Etnologo della sua realtà, Eustache avrebbe potuto far carriera, diventare un buon autore, con fantasmi e visioni del mondo, uno specialista di se stesso in qualche modo. La sua morale glielo impediva: non filmava quello che lo interessava, riusciva a trascrivere quello che lo tormentava. Le donne, il dandysmo, Parigi, la campagna e la lingua francese. Era già molto.
Come un pittore che sa di non poterne mai venire a capo, non ha mai smesso di ritornare sull'argomento, servendosi del cinema non come di uno specchio (questo è tipico dei bravi registi) ma come dell'ago di un sismografo (questo è tipico dei grandi).
Artista e nient'altro (sapeva fare solo film), portava, al contrario, il discorso più modesto e allo stesso tempo più orgoglioso, quello di un artigiano. L'artigiano pesa tutto, valuta tutto, assume tutto, memorizza tutto. Così faceva Eustache.

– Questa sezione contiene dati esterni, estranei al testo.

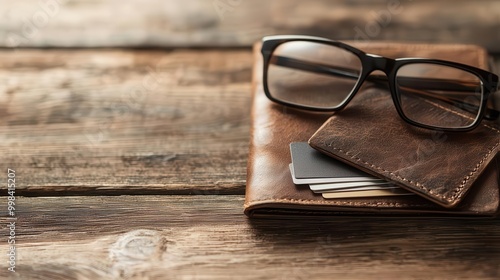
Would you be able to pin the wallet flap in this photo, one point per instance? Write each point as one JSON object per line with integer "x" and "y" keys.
{"x": 270, "y": 190}
{"x": 439, "y": 166}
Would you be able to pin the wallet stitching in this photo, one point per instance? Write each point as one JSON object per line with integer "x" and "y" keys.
{"x": 469, "y": 176}
{"x": 419, "y": 185}
{"x": 341, "y": 203}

Un anno alcuni amici marocchini avevano organizzato a Tangeri una retrospettiva completa della sua opera. Difficile fargli lasciare Parigi, pensavamo. Eppure venne e restò due giorni. Tangeri non era Parigi, cercammo un bar all'aperto fino a tardi per bere birra e parlare di cinema. Eustache parlava dei suoi maestri ai quali non osava paragonarsi: Pagnol e Renoir. Non dimenticherò mai il modo in cui evocava i loro film, li faceva rivivere nella sua lingua inquadratura dopo inquadratura, con il tono della voce. Tutto questo sconvolgeva ma non sorprendeva.
Eustache somigliava troppo al suo tempo per sentircisi a suo agio. Ha finito per perdere. Peggio per noi.